A "win-win" nanoplatform: TiO2:Yb,Ho,F for NIR light-induced synergistic therapy and imaging.

To avoid the defect of low energy transfer efficiency in core-shell UCNP-TiO2 NPs, doping rare earth into TiO2 and improving the photocatalytic activity of TiO2 itself under Vis-NIR light might be a more direct and efficient strategy for high 1O2 production.
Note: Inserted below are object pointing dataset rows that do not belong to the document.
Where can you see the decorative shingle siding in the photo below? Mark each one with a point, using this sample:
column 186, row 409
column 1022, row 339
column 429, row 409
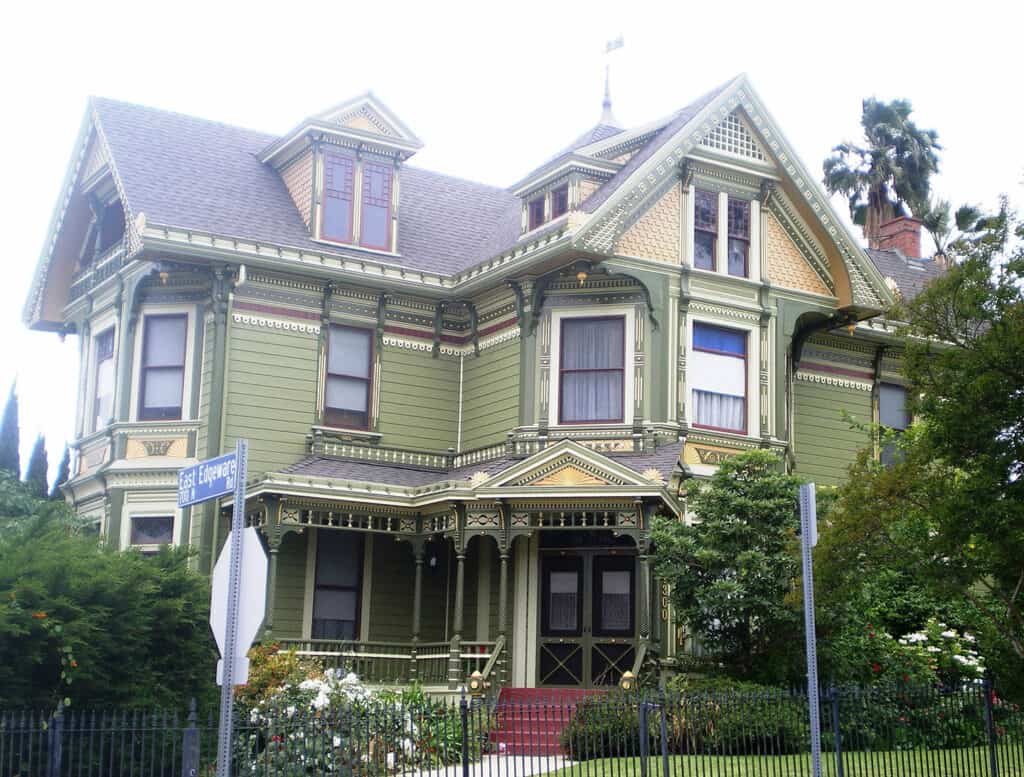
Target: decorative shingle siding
column 419, row 398
column 786, row 265
column 655, row 233
column 271, row 391
column 491, row 395
column 824, row 443
column 299, row 178
column 290, row 599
Here, we designed a TiO2:Yb,Ho,F-β-CD@DTX/HA nanoplatform using TiO2:Yb,Ho,F as the core, β-CD as the drug carrier, hyaluronic acid (HA) as the capping agent and target, and then applied it for 808 nm induced photodynamic-chemotherapy and 980 nm upconversion fluorescence/MR imaging. The results were as follows: (i) for TiO2 as a photosensitizer, after doping Yb, Ho, F into TiO2, it could directly generate reactive oxygen species under an 808 nm laser; the dopants enhanced the absorption under the UV-Vis-NIR region and increased the electron-hole pair separation. (ii) For TiO2 as the upconversion host, F and Ho also endowed TiO2:Yb,Ho,F with enhanced upconversion fluorescence under a 980 nm laser and T2-MRI contrast performance (r2 = 30.71 mM-1 s-1), respectively, thus, facilitating imaging for deep tissues. (iii) The HA shell outside of β-CD prevented the unexpected leaking of DTX, which improved the target abilities and achieved the enzyme-responsive drug release. The in vitro and in vivo studies also demonstrated the nanosystem could efficiently suppress tumor growth by combination therapy and had excellent imaging (UCL/MR) ability. Particularly, our work was the first example that utilized TiO2 simultaneously as a photosensitizer and upconversion host, which simplified the core-shell UCNP-TiO2 nanocomposites and reached a "win-win" cooperation in NIR-induced photodynamic therapy and UCL imaging.